Institutions may not want to disclose: who is able to sign, the number of users signedup, or how many users are required to sign, and other confidential information, since it could create an attack surface physically the organization.
However, MPC offers off chain accountability so that each co-signing component is able to verify which keys were involved in signing, without having it made visible to anyone outside. For instance, some keep an audit log of the keys participating in each signing cycle and customers who wish to can also maintain an audit log on their own.
In addition, due to restrictions related to fees and mutability Enterprise Wallet providers that use Multi-Sig on the chain can only make use of an asymmetrical signature scheme of two signatures for their hot-wallets, regardless their customers’ organizational structure or policies (See the #4 and 5).
The majority of shares are with the wallet provider, while one share belongs to the customer and one share is used as a backup. As the share of the customer’s is distributed across all the customer’s users and when a transaction is signed there is no cryptographic assurance that can be made to determine the users who took that share. Thus, any claims of “Accountability” not reliable.
Solutions built on MPC can, however, eliminate the flaws and allow to create a complete and reliable record that allows for true accountability.
7. MPC Technology Reinforces Hardware Isolation
Hardware Isolation Modules (HSMs and Secure Enclaves) are an important means of protecting cryptographic material when the system is compromised. However, HSMs on their own aren’t enough to provide the most secure means of secure your private keys.
Likewise, MPC alone is only one part of the solution.
As a result, this has given rise to a misconception of the fact that MPC and HSMs are substitutional technologies.
Instead, the application of MPC in addition to Hardware isolation devices, such as HSMs, is critical since HSMs on their own aren’t entirely bulletproof. (See this analysis of HSM technology).
Additionally, implementations that utilize HSMs are also affected by the fact that, if an authentication token, as well as the HSM client is compromised, an attacker is able to empty the wallet. In reality, the compromise of clients’ credentials or algorithm for generating transactions is all it takes to do this, and both of these elements aren’t stored inside the HSM.
We combine MPC and HSM technologies to significantly increase the security of the system and create a real secure defense in depth security structure.
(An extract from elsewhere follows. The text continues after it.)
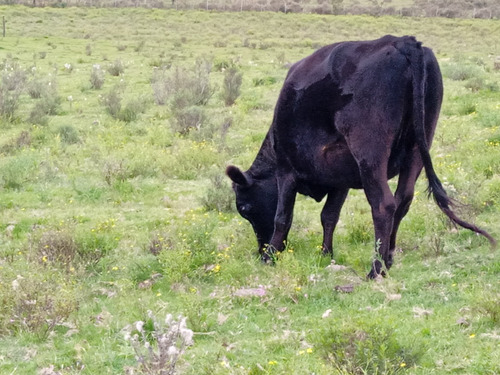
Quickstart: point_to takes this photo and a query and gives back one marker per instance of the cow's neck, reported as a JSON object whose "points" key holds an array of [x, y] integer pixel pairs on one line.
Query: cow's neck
{"points": [[264, 164]]}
In this manner the entire MPC essential material is stored and distributed across hardware isolated Intel SGX enabled servers (Intel’s Secure Enclave) and mobile device secure enclaves (TEE). In addition the execution of the MPC algorithm and the Policy Engine is all implemented inside of the secure enclave stopping malicious internal and external actors from altering the MPC algorithm’s execution and the policy engine.
Conclusion
Institutions recognize that to remain competitive and remain competitive, there must be no compromise between security and accessibility. MPC technology allows businesses to capitalize on market opportunities and deploy the digital asset in a safe environment that was just not feasible prior to.